To question it would be one thing but to make a statement that it is "notoriously phony" is another. Just because some people on another forum said it was fake doesn't make it the truth. I'm sure all those photoshop professionals did absolutely no research into where the original post came from. If they had they would have had the other photos to go along with it. Yes there is plenty of reason to doubt alot of pics that get posted on forum boards. We have all seen the pics of fish that supposedly weigh twice as much as they originally did. That kinds of ruins it for the honest folks out there.


----------



## JimmyMac (Feb 18, 2011)

jason454ci said:


> To question it would be one thing but to make a statement that it is "notoriously phony" is another. Just because some people on another forum said it was fake doesn't make it the truth. I'm sure all those photoshop professionals did absolutely no research into where the original post came from. If they had they would have had the other photos to go along with it. Yes there is plenty of reason to doubt alot of pics that get posted on forum boards. We have all seen the pics of fish that supposedly weigh twice as much as they originally did. That kinds of ruins it for the honest folks out there.
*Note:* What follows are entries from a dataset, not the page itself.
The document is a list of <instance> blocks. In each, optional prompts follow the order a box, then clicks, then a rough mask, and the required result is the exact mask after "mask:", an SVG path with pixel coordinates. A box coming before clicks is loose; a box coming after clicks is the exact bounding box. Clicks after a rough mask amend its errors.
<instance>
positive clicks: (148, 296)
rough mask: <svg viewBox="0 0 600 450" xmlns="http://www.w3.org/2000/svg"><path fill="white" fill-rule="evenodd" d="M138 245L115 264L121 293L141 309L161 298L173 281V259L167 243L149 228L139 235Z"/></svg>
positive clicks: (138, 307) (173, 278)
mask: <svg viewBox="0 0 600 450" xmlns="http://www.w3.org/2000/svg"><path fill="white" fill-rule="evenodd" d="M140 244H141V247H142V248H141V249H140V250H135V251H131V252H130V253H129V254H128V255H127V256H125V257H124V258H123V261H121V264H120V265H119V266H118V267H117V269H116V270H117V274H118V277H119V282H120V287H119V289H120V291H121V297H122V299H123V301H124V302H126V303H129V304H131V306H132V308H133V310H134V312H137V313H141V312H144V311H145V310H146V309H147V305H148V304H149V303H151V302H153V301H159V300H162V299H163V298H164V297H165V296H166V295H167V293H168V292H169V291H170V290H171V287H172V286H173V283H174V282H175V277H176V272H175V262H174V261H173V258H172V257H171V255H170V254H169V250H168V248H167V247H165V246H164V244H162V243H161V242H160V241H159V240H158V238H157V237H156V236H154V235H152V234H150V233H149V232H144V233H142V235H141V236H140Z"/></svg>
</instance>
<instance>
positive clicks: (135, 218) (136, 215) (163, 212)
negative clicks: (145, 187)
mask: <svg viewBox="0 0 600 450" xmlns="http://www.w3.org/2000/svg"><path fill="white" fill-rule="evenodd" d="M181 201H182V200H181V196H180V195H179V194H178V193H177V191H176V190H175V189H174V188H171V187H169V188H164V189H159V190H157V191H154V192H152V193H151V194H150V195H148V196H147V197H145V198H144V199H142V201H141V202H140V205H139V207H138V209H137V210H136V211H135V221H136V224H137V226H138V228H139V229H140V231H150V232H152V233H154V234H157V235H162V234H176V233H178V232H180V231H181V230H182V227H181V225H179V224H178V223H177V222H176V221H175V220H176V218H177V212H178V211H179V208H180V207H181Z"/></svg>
Well I had seen the picture before, when I did it was considered phony by a number of people. I just assumed most cat guys had already seen it and labeled it phony. Little did I know the guy was a member of another site and there were multiple better photos of it, guess its not always safe to assume things.


----------



## JimmyMac (Feb 18, 2011)

TClark said:


> Can't even remember where I saw this, but thought ya-all might be WOW'd like I was.
> Sorry to have posted it.


It comes up in google images when searching "record blue cat". That is most likely where most people have seen it. 

No reason to be sorry, especially with the additional pictures posted by Joey. I'm glad this thread was started as I found an old pic I thought was fake, to actually be legit, lol.


----------



## catfishhunterjames (Mar 29, 2010)

Thank for the more picture I believe it real now you can see the wave that the fish makes. I never had a fish that was completely still like the first pictures.


----------



## monsterKAT11 (Jun 20, 2004)

TClark said:


> Can't even remember where I saw this, but thought ya-all might be WOW'd like I was.
> Sorry to have posted it.


No need to apologize, every time someone reposts, someone new gets to see it!


----------